MCSA Implementing and Administering Security in a Microsoft Windows 2000 Network : 70-214 Exam
Product DescriptionExam Number/Code: 70-214
Exam Name: MCSA Implementing and Administering Security in a Microsoft Windows 2000 Network

“MCSA Implementing and Administering Security in a Microsoft Windows 2000 Network”, also known as 70-214 exam, is a Microsoft certification. With the complete collection of questions and answers, Pass4sure has assembled to take you through 150 questions to your 70-214 Exam preparation. In the 70-214 exam resources, you will cover every field and category in MCSA helping to ready you for your successful Microsoft Certification.
Exam news
Exam 70-214 became available on January 15, 2003.

• This exam retired in March 2008

Audience profile
Candidates for this exam operate in medium-sized to very large computing environments that use Windows 2000 and Active Directory. Operating systems on client computers might include Windows NT Workstation 4.0, Windows 2000 Professional, and Windows XP Professional.

Candidates have a minimum of one year of experience in implementing and administering security and network infrastructures in environments that have the following characteristics:

• Supported users range from 200 to more than 26,000.

• Physical locations range from five to more than 150.

• Infrastructures include LAN, WAN, and wireless networks.

• Typical network services and applications include file and print, database, messaging, proxy server and firewall, public key infrastructure, remote access, desktop management, and Web hosting.

• Connectivity scenarios include connecting individual offices and users at remote locations to the corporate network and connecting corporate networks to other networks and the Internet.

Credit toward certification
When you pass the Implementing and Administering Security in a Microsoft Windows 2000 Network exam, you achieve Microsoft Certified Professional (MCP) status.
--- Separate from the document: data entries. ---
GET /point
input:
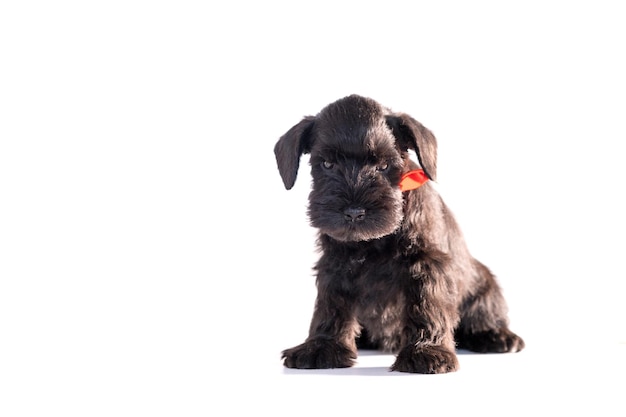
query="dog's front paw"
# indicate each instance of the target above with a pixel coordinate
(492, 341)
(319, 354)
(426, 360)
You also earn credit toward the following certifications:

• Elective credit toward Microsoft Certified Systems Administrator (MCSA) on Microsoft Windows 2000 certification

• Elective credit toward Microsoft Certified Systems Engineer (MCSE) on Microsoft Windows 2000 certification

Preparation tools and resources
In addition to your hands-on experience working with the product, we recommend that you use the following tools and training to help you prepare for this exam.
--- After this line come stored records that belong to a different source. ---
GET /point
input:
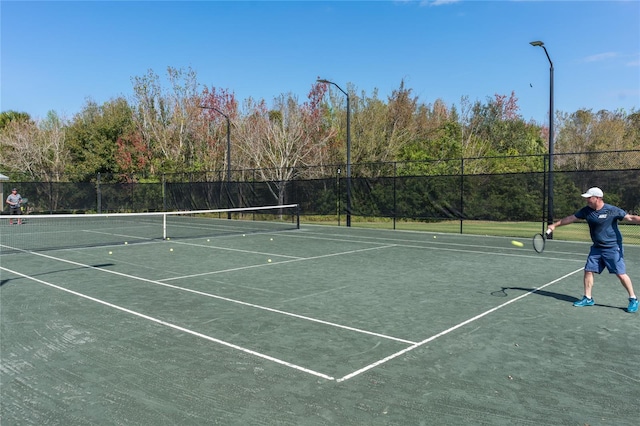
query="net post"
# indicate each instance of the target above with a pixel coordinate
(164, 226)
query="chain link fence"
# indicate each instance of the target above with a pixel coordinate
(468, 189)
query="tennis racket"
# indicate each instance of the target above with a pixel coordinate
(540, 240)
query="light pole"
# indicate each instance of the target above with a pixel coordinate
(551, 137)
(348, 148)
(228, 155)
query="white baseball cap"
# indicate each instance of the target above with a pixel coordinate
(593, 192)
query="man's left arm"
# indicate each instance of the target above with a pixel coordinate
(631, 218)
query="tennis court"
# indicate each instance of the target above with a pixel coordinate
(314, 325)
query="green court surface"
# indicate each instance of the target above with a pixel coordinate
(321, 325)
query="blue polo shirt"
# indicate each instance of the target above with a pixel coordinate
(603, 224)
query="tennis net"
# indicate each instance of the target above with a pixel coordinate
(50, 232)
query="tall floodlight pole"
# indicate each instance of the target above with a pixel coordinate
(348, 148)
(551, 137)
(228, 155)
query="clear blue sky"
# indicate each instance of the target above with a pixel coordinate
(57, 54)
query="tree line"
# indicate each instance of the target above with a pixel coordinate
(182, 128)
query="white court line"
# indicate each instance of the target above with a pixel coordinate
(449, 330)
(226, 299)
(439, 248)
(176, 327)
(262, 265)
(413, 346)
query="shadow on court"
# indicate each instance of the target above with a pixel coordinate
(558, 296)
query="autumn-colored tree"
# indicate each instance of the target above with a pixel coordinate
(35, 149)
(92, 139)
(166, 119)
(277, 141)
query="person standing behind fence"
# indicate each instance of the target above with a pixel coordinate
(14, 200)
(607, 250)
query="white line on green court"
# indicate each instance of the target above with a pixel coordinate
(227, 299)
(176, 327)
(262, 265)
(449, 330)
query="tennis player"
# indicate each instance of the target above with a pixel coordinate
(14, 200)
(607, 250)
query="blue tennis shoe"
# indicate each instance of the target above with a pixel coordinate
(585, 302)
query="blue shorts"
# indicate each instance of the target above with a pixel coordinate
(610, 257)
Classroom training for this exam
• Course 2150: Designing a Security-Enhanced Microsoft Windows 2000 Network

• Course 2153: Implementing a Microsoft Windows 2000 Network Infrastructure

• Course 2800: Microsoft Security Clinic

Microsoft Press self-paced training
• MCSA/MCSE Self-Paced Training Kit: Implementing and Administering Security in a Microsoft Windows 2000 Network, Exam 70-214

Microsoft certified practice tests
• MeasureUp: Visit the MeasureUp Web site to take a practice test.

• Self Test Software: Visit the Self Test Software Web site to take a practice test.

Microsoft Online Resources
• TechNet: Designed for IT professionals, this site includes how-to instructions, best practices, downloads, technical chats, and much more.

• MSDN: The Microsoft Developer Network (MSDN) is a reference for developers that features code samples, technical articles, newsgroups, chats, and more.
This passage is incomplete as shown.